Review: Godzilla King of The Monsters Drowns in Spectacle
In my review of 2014’s Godzilla, the predecessor to Godzilla: King of the Monsters, I noted that the great strength of that film was its confident direction at the hands of Gareth Edwards, who used suggestive imagery to slow-walk Godzilla’s climactic full-scale battle. Most of the film is spent cleverly hinting at the gargantuan beasts lumbering around the planet. Some people found this hard to stomach, saying that they had come to see a monster movie and, by hook or by crook golly gee whizz, they wanted their monsters! This led me to conclude that these were precisely the kind of idiots - people who couldn’t wait 60 minutes while a film carefully built tension toward a climactic showdown - who were responsible for electing a different type of gargantuan monster to be president of the United States of America.
If anything, the path traveled by Godzilla King of the Monsters merely proves how eager society is to cater to these kinds of imbeciles. The sequel to Godzilla abandons the careful suggestive tone of Edwards’ film - although it retains the badly written characters and nonsensical plot - and goes full-bore monster mash. Each scene in King of the Monsters is not used to build up toward anything in particular - each scene simply exists to be an uncontrollable fountain of spectacle, of CGI mayhem and monster fighting. I guess Universal heard what the great mass of the people wanted, and was determined to deliver it unto them.
This of course strips the awe out of the film, it strips the gargantuan sense of scale and the moodiness of Edwards’ film. To be sure, much of this spectacle is still beautiful and very well-staged. I cannot really fault the fx teams who created this orgy of monster carnage. But there is just so much of it, that the film essentially drowns in it.
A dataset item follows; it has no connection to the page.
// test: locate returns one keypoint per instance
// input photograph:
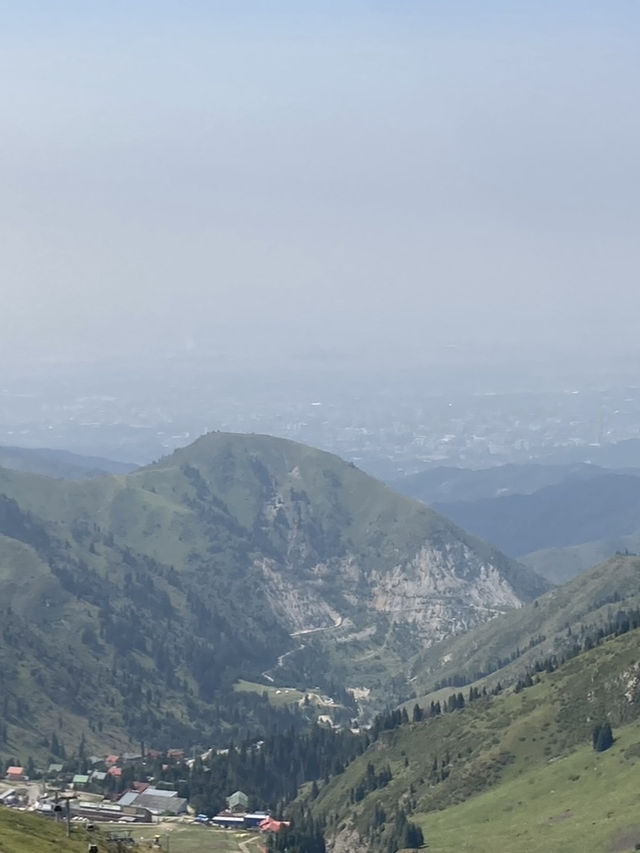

Did I enjoy it? Ultimately, yeah I did. It was pretty fun to watch these giant monsters beat the shit out of each other, and much of it is truly quite beautifully rendered with almost painterly attention to light and color. But if they had showed just a bit more restraint, and spent a bit more time developing the mood rather than crashing from one big fight set piece to the other, I think the film would have been elevated above what it is.